Making a TTS model with 1 minute of speech samples within 10 minutes

crowbahr · on March 17, 2018

The Kate sounds a lot better than the Nick (who has that robotic gravel to his voice) but I think that there is some question as to how much better would it actually be with more data:

If trained on longer samples does it start to hallucinate? Learning programs are notorious for rough approximations failing to scale into useful detail.

Very cool work though!

spullara · on March 17, 2018

If you go to the original you can hear what it sounds like when it is trained over a lot more data.

arbie · on March 19, 2018

The Notes section neatly showcases the characteristics of most of the publish-fast-without-reproducibility "research" hitting arxiv starting mid-'17:

The paper didn't mention normalization, but without normalization I couldn't get it to work. So I added layer normalization.

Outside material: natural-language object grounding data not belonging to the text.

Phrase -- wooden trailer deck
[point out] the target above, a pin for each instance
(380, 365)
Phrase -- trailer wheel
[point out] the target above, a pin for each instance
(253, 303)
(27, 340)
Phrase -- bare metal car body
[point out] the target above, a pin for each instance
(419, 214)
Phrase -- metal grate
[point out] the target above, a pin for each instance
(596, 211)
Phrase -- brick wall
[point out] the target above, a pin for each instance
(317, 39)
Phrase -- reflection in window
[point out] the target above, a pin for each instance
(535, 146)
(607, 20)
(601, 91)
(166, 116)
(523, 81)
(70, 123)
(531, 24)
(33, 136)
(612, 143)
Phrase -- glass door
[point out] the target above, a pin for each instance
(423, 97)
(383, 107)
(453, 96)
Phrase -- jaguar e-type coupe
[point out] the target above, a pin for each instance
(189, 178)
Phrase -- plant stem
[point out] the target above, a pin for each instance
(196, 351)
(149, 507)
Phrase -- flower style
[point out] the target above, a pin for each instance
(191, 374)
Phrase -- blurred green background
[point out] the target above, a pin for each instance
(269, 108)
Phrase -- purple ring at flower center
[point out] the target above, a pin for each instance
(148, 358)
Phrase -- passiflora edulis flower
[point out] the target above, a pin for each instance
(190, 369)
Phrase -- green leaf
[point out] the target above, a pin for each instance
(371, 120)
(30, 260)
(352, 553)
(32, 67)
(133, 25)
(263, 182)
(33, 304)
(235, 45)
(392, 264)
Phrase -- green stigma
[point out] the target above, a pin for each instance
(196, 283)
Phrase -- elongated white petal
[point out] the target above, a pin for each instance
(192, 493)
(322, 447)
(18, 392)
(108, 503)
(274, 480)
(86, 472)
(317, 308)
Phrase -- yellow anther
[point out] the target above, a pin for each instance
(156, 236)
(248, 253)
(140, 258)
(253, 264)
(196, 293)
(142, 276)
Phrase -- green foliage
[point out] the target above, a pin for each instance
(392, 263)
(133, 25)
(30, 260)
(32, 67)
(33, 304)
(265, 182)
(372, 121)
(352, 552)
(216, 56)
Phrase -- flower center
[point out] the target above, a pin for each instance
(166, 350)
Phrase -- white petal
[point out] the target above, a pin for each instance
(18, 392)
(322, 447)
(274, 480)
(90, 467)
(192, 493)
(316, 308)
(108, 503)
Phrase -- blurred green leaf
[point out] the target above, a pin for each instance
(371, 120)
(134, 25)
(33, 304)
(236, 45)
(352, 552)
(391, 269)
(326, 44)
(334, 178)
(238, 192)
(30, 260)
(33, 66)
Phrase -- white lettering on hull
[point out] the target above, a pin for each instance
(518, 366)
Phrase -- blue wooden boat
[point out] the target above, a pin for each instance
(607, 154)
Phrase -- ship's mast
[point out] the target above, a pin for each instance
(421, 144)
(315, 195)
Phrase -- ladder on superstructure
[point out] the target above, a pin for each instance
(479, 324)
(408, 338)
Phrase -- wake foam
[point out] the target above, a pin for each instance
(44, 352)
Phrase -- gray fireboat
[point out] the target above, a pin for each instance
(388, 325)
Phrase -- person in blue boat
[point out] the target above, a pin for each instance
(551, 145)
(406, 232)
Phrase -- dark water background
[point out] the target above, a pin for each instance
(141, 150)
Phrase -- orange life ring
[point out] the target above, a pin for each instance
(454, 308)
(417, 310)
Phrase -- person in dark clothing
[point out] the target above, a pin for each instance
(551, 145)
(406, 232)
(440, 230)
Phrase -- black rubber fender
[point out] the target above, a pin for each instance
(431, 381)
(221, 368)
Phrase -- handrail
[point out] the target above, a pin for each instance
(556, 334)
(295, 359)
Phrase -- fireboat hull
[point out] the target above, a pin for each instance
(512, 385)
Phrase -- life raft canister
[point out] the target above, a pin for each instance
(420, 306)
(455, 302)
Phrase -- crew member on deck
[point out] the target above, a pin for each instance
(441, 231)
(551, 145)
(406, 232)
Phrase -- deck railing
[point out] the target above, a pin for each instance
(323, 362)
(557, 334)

The paper fixed the learning rate to 0.001, but it didn't work for me. So I decayed it.

I tried to train Text2Mel and SSRN simultaneously, but it didn't work. I guess separating those two networks mitigates the burden of training.

The authors claimed that the model can be trained within a day, but unfortunately the luck was not mine. However obviously this is much faster than Tacotron as it uses only convolution layers.

The paper didn't mention dropouts. I applied them as I believe it helps for regularization.

Crazyontap · on March 17, 2018

Speaking as a person who doesn't know much about programming how much time does it take to generate 1 min of audio (or say 50 words)? Is it possible to integrate this in my browser?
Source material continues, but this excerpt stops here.